How to use fill() in R

tidyr
fill()
Learn how to use fill() in R with practical examples. Step-by-step guide with code you can copy and run immediately.
Published

February 21, 2026

Introduction

The tidyr::fill() function fills missing values in specified columns by carrying forward the last non-missing value (or backward from the next non-missing value). This function is particularly useful when working with datasets that have implicit missing values or when previous observations should persist until a new value is recorded.

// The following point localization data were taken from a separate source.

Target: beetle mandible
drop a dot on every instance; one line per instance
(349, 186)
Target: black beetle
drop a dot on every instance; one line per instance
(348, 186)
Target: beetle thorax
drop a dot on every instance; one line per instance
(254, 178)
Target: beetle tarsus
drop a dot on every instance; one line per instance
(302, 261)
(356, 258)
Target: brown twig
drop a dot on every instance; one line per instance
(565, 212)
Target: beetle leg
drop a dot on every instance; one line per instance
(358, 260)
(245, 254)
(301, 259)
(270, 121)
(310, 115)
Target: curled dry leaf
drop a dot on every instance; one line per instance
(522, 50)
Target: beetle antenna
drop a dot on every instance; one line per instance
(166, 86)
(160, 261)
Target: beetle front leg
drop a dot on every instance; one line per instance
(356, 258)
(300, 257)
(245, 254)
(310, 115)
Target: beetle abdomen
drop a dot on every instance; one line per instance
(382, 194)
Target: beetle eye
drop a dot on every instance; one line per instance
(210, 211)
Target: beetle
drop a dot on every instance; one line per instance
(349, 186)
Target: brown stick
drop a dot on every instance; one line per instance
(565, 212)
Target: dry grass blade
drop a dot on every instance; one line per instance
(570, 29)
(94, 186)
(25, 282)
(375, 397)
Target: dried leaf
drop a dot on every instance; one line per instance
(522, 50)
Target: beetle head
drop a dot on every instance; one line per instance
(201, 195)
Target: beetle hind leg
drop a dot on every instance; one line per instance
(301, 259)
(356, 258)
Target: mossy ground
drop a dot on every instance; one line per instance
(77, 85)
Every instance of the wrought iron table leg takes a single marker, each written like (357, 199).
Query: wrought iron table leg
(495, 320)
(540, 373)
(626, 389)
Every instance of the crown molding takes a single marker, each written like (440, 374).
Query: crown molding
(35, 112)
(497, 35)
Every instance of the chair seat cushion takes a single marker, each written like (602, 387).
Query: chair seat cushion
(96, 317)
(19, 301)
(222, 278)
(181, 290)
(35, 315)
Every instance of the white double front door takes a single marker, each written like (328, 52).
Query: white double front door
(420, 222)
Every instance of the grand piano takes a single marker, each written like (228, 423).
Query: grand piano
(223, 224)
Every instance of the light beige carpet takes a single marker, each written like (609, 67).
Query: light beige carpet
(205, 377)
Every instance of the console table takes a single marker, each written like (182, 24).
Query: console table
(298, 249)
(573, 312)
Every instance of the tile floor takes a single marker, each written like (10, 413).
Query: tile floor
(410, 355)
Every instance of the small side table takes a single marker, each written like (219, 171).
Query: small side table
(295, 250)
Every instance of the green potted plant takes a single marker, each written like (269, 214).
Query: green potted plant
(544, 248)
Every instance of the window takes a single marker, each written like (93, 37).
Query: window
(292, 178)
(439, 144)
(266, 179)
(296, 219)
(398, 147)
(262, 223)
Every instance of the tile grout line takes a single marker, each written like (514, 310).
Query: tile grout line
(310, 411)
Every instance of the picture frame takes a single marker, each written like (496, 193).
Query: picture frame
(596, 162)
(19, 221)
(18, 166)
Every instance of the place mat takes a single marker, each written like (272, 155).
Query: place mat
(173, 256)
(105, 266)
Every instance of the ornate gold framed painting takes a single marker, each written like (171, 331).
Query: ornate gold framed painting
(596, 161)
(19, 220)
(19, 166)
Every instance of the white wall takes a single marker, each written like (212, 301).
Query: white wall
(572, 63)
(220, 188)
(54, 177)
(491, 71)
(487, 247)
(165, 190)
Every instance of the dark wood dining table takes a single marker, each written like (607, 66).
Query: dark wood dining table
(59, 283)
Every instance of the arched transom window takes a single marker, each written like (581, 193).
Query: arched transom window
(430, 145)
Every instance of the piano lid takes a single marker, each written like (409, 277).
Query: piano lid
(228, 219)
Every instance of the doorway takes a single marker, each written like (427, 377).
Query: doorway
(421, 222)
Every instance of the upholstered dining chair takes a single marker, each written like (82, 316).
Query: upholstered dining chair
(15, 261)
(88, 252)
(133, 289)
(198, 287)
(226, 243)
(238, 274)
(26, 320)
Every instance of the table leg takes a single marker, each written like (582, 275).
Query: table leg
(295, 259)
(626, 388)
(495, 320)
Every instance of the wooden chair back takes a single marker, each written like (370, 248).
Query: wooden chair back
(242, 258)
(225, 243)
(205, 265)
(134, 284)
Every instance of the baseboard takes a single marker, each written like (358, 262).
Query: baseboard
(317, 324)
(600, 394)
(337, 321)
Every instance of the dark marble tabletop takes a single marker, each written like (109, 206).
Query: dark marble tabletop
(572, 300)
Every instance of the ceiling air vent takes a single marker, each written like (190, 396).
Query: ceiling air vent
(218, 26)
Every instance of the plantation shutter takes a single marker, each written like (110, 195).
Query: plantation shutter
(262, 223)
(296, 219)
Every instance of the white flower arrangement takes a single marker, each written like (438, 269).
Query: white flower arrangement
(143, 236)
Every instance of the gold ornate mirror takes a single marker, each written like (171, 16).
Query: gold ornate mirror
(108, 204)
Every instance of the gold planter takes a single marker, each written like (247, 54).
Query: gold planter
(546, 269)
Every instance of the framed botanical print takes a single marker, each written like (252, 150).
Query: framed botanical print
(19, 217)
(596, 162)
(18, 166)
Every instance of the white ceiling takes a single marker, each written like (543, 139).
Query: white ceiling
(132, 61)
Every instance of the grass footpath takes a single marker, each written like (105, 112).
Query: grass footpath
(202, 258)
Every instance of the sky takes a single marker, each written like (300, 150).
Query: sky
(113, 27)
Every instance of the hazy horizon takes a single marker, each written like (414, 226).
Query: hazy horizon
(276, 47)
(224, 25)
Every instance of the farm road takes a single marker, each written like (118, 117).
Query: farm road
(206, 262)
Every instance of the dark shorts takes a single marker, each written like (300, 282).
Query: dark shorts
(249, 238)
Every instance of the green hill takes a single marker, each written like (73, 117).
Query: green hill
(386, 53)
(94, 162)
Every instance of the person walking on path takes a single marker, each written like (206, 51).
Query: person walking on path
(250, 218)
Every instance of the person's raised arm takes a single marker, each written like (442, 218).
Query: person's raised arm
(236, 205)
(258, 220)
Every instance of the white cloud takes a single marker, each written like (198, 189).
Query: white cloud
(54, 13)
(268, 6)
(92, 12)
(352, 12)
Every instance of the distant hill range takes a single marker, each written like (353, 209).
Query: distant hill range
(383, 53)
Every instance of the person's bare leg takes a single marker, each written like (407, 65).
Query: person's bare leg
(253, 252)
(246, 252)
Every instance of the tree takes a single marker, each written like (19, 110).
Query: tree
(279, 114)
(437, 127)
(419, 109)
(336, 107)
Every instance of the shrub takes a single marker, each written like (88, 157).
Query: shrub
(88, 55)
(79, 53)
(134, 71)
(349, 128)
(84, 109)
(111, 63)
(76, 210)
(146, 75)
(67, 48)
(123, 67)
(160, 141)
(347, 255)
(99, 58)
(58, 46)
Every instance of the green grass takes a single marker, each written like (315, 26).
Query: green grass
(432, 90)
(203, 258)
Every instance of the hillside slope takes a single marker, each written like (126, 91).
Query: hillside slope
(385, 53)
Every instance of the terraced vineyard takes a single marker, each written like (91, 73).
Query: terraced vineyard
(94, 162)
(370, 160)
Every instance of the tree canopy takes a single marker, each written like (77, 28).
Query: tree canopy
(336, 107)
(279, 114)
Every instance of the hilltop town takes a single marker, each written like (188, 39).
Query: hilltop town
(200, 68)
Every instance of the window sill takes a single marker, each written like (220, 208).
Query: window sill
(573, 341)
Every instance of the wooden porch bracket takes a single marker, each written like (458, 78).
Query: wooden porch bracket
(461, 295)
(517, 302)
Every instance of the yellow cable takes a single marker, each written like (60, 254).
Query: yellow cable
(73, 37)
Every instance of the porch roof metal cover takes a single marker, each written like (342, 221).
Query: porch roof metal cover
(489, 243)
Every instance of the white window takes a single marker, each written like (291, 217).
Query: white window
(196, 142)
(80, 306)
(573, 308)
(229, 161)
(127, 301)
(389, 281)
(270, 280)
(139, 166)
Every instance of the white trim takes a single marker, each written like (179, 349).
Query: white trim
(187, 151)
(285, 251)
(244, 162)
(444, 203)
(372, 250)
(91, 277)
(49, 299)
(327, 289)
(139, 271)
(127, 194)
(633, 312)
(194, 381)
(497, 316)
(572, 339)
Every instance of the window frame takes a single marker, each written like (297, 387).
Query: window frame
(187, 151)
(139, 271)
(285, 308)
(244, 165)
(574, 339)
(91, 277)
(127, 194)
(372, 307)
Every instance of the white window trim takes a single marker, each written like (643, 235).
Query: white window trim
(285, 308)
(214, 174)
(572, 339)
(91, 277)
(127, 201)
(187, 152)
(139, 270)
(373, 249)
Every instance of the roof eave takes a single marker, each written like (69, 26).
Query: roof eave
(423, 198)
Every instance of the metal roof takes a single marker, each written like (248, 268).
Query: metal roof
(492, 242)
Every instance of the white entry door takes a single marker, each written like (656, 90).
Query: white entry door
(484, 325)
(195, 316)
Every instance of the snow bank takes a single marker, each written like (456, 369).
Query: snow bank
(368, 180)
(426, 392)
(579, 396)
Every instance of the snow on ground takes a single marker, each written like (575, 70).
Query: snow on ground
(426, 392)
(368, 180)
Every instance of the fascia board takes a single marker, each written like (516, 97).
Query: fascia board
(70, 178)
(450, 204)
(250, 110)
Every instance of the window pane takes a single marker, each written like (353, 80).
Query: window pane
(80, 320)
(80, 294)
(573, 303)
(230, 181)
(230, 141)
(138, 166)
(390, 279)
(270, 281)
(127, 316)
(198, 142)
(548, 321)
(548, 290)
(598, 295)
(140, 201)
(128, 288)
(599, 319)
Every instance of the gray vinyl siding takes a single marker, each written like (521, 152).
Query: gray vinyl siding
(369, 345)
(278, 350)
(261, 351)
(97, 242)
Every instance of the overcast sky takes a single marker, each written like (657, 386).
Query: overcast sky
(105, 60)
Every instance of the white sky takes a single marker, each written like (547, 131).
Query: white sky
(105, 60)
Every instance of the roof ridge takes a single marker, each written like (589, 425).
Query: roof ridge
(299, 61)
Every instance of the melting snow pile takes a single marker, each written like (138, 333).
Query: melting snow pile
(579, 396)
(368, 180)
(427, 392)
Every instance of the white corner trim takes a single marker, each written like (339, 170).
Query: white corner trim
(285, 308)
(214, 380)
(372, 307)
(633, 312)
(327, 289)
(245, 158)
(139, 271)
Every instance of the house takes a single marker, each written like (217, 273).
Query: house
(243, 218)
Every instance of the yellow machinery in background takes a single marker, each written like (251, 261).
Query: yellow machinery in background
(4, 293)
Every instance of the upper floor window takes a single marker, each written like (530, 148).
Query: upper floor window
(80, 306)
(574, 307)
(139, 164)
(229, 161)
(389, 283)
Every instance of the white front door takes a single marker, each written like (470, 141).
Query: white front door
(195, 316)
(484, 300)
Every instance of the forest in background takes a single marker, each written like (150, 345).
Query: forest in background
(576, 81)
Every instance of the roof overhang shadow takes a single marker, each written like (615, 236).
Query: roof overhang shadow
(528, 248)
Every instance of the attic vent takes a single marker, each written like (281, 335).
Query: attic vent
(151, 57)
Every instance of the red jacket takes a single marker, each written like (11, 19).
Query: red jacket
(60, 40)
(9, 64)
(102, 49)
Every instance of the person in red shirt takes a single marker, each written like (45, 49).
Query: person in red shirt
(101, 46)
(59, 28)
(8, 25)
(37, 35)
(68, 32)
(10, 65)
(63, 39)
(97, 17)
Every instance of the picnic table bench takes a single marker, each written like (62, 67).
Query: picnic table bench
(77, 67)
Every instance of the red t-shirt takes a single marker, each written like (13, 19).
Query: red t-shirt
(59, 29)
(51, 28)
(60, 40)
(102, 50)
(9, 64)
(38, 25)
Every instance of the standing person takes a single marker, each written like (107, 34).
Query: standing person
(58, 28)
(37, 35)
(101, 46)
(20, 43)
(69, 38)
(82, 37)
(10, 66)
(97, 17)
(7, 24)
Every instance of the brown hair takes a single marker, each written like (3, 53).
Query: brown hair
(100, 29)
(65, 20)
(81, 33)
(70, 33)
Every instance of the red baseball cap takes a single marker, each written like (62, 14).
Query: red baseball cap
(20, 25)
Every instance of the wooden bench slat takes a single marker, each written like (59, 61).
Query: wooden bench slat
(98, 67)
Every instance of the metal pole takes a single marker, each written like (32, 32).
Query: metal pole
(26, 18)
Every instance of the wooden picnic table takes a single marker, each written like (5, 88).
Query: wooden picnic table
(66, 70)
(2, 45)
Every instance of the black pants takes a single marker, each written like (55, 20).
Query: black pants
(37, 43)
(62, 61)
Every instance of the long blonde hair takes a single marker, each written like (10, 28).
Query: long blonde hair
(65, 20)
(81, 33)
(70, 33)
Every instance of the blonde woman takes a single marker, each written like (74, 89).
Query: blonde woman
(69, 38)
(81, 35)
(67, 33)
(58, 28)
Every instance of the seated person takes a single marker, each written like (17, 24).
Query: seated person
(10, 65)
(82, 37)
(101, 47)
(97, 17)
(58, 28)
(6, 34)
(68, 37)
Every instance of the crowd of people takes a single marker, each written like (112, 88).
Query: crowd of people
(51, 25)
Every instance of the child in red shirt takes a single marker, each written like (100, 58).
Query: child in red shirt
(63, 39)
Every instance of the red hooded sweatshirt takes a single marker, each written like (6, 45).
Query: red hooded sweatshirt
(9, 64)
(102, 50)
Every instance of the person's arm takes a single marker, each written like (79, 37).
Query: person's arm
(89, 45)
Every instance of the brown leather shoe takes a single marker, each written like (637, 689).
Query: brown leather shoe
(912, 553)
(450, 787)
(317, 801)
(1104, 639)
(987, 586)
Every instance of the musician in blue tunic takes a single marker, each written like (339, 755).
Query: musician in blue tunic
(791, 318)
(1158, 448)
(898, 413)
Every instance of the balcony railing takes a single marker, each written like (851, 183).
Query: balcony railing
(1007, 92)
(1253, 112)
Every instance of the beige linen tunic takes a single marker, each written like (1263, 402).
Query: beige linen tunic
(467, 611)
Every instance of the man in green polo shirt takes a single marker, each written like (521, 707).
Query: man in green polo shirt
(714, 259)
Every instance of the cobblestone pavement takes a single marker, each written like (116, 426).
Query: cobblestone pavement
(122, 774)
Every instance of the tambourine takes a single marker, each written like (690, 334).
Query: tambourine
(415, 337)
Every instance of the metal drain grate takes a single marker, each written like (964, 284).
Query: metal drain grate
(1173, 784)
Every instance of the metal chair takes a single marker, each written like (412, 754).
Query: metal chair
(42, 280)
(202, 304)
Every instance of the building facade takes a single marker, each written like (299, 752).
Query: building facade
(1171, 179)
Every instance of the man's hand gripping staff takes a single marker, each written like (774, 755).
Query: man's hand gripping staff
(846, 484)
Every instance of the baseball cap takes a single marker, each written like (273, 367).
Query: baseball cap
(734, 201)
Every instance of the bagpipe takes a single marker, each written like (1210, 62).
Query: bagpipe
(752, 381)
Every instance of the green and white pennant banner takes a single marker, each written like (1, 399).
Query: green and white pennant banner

You would typically use fill() when dealing with data entry formats where values are only recorded when they change, survey data with repeated measures, or time series data where you need to propagate values forward or backward to handle gaps.

Getting Started

library(tidyverse)
library(palmerpenguins)

Example 1: Basic Usage

Let’s start with a simple dataset that has missing values to demonstrate the basic functionality:

# Create sample data with missing values
penguin_summary <- penguins |>
  select(species, island, body_mass_g) |>
  slice(1:8) |>
  mutate(
    species = ifelse(row_number() %in% c(2, 3, 5), NA, species),
    island = ifelse(row_number() %in% c(3, 4), NA, island)
  )

# Fill missing values with previous non-missing values
penguin_summary |>
  fill(species, island)

By default, fill() carries the last observation forward (LOCF). In this example, missing values in the species and island columns are replaced with the most recent non-missing value from above. This is particularly useful when dealing with data where values are only recorded when they change, making the dataset more complete for analysis.

You can also specify the direction of filling using the .direction parameter. Use .direction = "up" to fill from the next non-missing value (NOCB - Next Observation Carried Backward):

penguin_summary |>
  fill(species, island, .direction = "up")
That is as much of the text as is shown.